Entenda por que o presidente não pode mandar nos governadores

Politica Eleições 26/08/2026 07:51 Beatriz Gunther, Canal Rural canalrural.com.br

Professor da FGV explica como funciona a divisão de poderes entre União, estados e municípios, e como isso afeta as eleições de 2026.

Quando falamos de saúde e segurança pública, surge a dúvida: quem é o responsável, o presidente ou o governador

No Brasil, os governadores e prefeitos têm autonomia em relação ao presidente. Cada um tem suas próprias funções, que não podem ser invadidas pelo governo federal", explica Cláudio Couto, cientista político e professor da FGV.

  • Presidente não manda em governador: cada um tem suas responsabilidades.
  • Na pandemia: o STF confirmou que estados e municípios podem tomar decisões próprias.
  • Eleicões 2026: milhões de brasileiros vão escolher presidente, governador, senadores e deputados.
  • Senado: renova 54 das 81 vagas, e cada eleitor vota em dois senadores.
  • Mandatos: senadores ficam 8 anos no cargo, deputados, 4 anos.

Um exemplo disso aconteceu na pandemia, quando o então presidente Jair Bolsonaro editou uma medida provisória que mudava as regras de enfrentamento à covid-19. Isso gerou uma briga sobre quem tinha o poder de decidir.

O partido PDT entrou com uma ação no Supremo Tribunal Federal (STF) dizendo que isso feria a autonomia dos estados e municípios. O STF decidiu, por unanimidade, que estados, Distrito Federal e municípios podem tomar suas próprias medidas de combate à pandemia.

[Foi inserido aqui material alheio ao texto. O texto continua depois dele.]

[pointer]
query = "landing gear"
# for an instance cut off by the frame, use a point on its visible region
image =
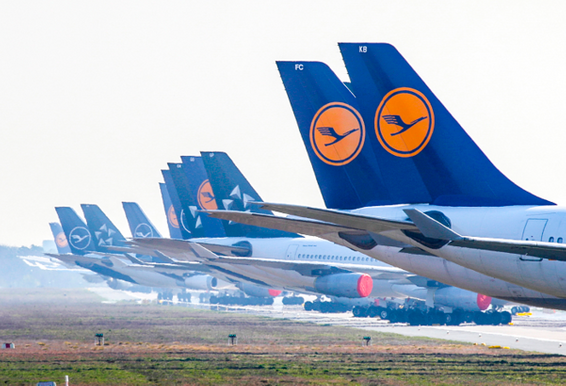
(519, 310)
(326, 307)
(360, 312)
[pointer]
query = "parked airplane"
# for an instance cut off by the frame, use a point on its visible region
(363, 171)
(170, 214)
(310, 257)
(105, 261)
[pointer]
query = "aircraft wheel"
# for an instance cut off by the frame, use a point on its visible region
(308, 306)
(373, 312)
(448, 319)
(506, 317)
(325, 307)
(416, 318)
(467, 317)
(359, 312)
(393, 316)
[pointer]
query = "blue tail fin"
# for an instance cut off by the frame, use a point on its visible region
(60, 238)
(140, 226)
(424, 154)
(76, 231)
(105, 232)
(234, 192)
(191, 181)
(172, 219)
(176, 202)
(334, 135)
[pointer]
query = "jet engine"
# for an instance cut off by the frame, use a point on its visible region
(201, 282)
(348, 285)
(461, 299)
(257, 291)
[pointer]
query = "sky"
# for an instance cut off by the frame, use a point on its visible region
(96, 97)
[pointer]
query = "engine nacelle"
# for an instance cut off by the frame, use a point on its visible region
(461, 299)
(201, 282)
(348, 285)
(258, 291)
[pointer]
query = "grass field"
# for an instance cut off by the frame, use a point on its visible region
(164, 345)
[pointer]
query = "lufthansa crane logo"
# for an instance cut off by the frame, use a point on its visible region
(206, 196)
(337, 133)
(79, 237)
(404, 122)
(143, 231)
(61, 240)
(172, 217)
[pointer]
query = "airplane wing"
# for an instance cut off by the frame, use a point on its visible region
(181, 249)
(302, 226)
(307, 268)
(341, 218)
(429, 227)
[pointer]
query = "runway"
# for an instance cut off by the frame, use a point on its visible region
(541, 332)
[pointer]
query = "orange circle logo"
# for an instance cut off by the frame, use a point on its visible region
(337, 133)
(172, 217)
(61, 240)
(206, 196)
(404, 122)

Não dá para um governo ser responsável por tudo, principalmente o que é função de outro governo", resume Couto.

Essa dúvida aumenta com a aproximação das Eleições 2026, que acontecem em 4 de outubro. Mais de 158 milhões de brasileiros vão votar para escolher presidente, governador, senadores, deputados federais e estaduais. Entender o papel de cada cargo facilita na hora de cobrar.

Não adianta cobrar do presidente o policiamento nas ruas, isso é função do governador", diz Couto. No Brasil, a polícia militar é quem faz esse trabalho. "É responsabilidade do estado, o governo federal não tem nada a ver com isso".

Mas a União também tem funções na segurança, como comandar a Polícia Federal e a Polícia Rodoviária Federal, e criar políticas nacionais de segurança.

Na saúde, a responsabilidade é dividida. Os estados cuidam de serviços de média e alta complexidade, e os municípios também oferecem atendimento. "Sempre é uma política implementada pelo estado e pelo município", explica Couto.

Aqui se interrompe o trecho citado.